The article’s title totally caught my attention: DANIEL BERRIGAN, MY DANGEROUS FRIEND.
It was written by James Carroll, an ex-priest and religious critic whose writings appeal to me because they make so much sense.
Carroll says:
“I was a twenty-two-year-old seminarian in 1965, struggling to imagine myself in what already seemed the impossible life of the Catholic priest, when I came upon the writing of Daniel Berrigan, a Jesuit poet. Berrigan, who died on Saturday at the age of ninety-four, quickly came to embody for me a new ideal. He testified, in his expansive life, to language itself as an opening to transcendence. What was Creation if not the Word of God, and what were human words if not sacraments of God’s real presence? Writing could be an act of worship. The idea defines me still.”

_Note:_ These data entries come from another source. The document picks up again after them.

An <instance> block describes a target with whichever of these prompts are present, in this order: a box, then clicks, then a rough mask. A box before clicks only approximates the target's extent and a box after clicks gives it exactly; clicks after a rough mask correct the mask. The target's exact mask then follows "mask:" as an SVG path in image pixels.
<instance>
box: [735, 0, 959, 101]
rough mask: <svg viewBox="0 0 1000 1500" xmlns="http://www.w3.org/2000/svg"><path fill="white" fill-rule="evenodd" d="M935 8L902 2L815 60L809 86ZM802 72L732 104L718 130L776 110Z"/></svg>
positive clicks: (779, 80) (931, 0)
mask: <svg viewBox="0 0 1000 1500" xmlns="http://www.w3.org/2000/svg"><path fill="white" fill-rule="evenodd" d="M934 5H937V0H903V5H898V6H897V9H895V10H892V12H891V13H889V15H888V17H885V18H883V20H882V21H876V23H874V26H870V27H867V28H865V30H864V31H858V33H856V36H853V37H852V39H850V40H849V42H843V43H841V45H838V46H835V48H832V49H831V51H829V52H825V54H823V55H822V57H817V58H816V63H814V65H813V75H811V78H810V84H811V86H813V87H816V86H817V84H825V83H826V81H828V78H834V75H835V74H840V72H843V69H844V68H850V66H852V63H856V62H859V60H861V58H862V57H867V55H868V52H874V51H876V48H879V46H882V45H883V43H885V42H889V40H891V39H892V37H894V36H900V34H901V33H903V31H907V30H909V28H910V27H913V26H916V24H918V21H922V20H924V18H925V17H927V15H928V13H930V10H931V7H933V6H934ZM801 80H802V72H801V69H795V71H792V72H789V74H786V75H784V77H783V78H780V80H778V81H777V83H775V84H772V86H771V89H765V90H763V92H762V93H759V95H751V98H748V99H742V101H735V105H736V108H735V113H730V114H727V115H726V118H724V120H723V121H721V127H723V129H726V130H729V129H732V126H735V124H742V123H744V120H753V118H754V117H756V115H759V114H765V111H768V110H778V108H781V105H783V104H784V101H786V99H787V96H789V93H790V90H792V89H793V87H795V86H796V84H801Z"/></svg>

Carroll’s analysis appeals to me on several levels: as a writer, as a protesting Catholic, as a fan of both Carroll and Daniel Berrigan. Nay—not “fan”—Daniel Berrigan was a hero of mine; and still is. I too was a product of the Jesuits and of the 1960s. Unlike Berrigan, I’m pretty sure I wouldn’t go to prison for my beliefs.
So, as a writer, I have created a fictional series-protagonist, Father Gabriel Alphonso Esquivel Garza, who is just as dangerous as Berrigan, maybe more. My Father Garza was placed on The Watch List by parties ranging from Vladimir Putin to the local Washington, D.C. crime boss. Someone moved my fictional hero to The Hit List.
Carroll and Berrigan — what a marvelous concept you shared. Writing as sacrament and prayer.